Showing 4 changed files with 150 additions and 22 deletions.
diff --git a/Cargo.lock b/Cargo.lock
diff --git a/cmd/soroban-cli/Cargo.toml b/cmd/soroban-cli/Cargo.toml
@@ -107,7 +107,7 @@ ulid = { workspace = true, features = ["serde"] }
 strum = "0.17.1"
 strum_macros = "0.17.1"
 async-compression = { version = "0.4.12", features = ["tokio", "gzip"] }
-
+shell-escape = "0.1.5"
 tempfile = "3.8.1"
 toml_edit = "0.21.0"
 rust-embed = { version = "8.2.0", features = ["debug-embed"] }

diff --git a/cmd/soroban-cli/src/commands/contract/build.rs b/cmd/soroban-cli/src/commands/contract/build.rs
@@ -2,6 +2,7 @@ use cargo_metadata::{Metadata, MetadataCommand, Package};
 use clap::Parser;
 use itertools::Itertools;
 use std::{
+    borrow::Cow,
     collections::HashSet,
     env,
     ffi::OsStr,
@@ -12,6 +13,8 @@ use std::{
 };
 use stellar_xdr::curr::{Limits, ScMetaEntry, ScMetaV0, StringM, WriteXdr};
 
+use crate::{commands::global, print::Print};
+
 /// Build a contract from source
 ///
 /// Builds all crates that are referenced by the cargo manifest (Cargo.toml)

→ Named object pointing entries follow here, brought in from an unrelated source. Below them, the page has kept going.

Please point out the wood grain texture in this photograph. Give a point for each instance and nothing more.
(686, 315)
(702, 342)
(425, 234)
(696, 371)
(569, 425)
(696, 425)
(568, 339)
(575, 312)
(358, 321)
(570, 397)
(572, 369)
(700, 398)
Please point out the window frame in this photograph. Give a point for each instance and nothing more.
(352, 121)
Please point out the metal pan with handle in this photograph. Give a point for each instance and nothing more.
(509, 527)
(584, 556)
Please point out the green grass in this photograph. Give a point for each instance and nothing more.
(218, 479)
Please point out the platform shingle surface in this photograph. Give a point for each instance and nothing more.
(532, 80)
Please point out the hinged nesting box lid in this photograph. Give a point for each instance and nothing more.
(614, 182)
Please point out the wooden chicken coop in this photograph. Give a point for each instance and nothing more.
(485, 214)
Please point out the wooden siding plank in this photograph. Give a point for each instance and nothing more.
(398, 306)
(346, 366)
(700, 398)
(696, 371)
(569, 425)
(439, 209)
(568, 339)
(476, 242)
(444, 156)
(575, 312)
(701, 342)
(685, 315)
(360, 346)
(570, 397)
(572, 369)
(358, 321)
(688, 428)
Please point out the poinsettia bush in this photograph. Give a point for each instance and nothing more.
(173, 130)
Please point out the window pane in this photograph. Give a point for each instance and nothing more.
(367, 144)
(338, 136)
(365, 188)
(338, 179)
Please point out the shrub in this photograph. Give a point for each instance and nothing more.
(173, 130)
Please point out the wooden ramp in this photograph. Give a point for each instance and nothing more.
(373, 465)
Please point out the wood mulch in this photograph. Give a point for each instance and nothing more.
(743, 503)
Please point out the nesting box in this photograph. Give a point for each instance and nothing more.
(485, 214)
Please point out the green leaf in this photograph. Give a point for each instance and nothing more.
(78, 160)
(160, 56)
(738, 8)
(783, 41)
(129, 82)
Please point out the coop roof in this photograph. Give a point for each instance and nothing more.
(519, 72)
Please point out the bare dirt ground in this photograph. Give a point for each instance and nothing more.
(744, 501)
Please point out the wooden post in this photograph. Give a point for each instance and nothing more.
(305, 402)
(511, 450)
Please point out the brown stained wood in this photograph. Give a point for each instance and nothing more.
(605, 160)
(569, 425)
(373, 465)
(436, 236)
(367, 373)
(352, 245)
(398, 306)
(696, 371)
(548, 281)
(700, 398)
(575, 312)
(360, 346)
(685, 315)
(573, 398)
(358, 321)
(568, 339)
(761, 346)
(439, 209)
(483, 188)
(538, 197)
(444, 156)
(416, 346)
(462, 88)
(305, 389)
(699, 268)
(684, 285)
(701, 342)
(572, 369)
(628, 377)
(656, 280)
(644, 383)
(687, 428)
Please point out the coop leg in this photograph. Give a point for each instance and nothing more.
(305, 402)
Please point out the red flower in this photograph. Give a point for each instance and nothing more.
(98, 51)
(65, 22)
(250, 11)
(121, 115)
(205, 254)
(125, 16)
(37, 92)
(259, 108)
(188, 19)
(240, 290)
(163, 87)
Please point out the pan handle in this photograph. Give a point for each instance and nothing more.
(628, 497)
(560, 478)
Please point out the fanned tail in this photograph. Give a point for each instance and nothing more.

@@ -96,6 +99,8 @@ pub enum Error {
     CopyingWasmFile(io::Error),
     #[error("getting the current directory: {0}")]
     GettingCurrentDir(io::Error),
+    #[error("retreiving CARGO_HOME: {0}")]
+    CargoHome(io::Error),
     #[error("reading wasm file: {0}")]
     ReadingWasmFile(io::Error),
     #[error("writing wasm file: {0}")]
@@ -108,7 +113,9 @@ const WASM_TARGET: &str = "wasm32-unknown-unknown";
 const META_CUSTOM_SECTION_NAME: &str = "contractmetav0";
 
 impl Cmd {
-    pub fn run(&self) -> Result<(), Error> {
+    pub fn run(&self, global_args: &global::Args) -> Result<(), Error> {
+        let print = Print::new(global_args.quiet);
+
         let working_dir = env::current_dir().map_err(Error::GettingCurrentDir)?;
 
         let metadata = self.metadata()?;
@@ -154,15 +161,31 @@ impl Cmd {
                     cmd.arg(format!("--features={activate}"));
                 }
             }
-            let cmd_str = format!(
-                "cargo {}",
-                cmd.get_args().map(OsStr::to_string_lossy).join(" ")
+
+            if let Some(rustflags) = make_rustflags_to_remap_absolute_paths(&print)? {
+                cmd.env("CARGO_BUILD_RUSTFLAGS", rustflags);
+            }
+
+            let mut cmd_str_parts = Vec::<String>::new();
+            cmd_str_parts.extend(cmd.get_envs().map(|(key, val)| {
+                format!(
+                    "{}={}",
+                    key.to_string_lossy(),
+                    shell_escape::escape(val.unwrap_or_default().to_string_lossy())
+                )
+            }));
+            cmd_str_parts.push("cargo".to_string());
+            cmd_str_parts.extend(
+                cmd.get_args()
+                    .map(OsStr::to_string_lossy)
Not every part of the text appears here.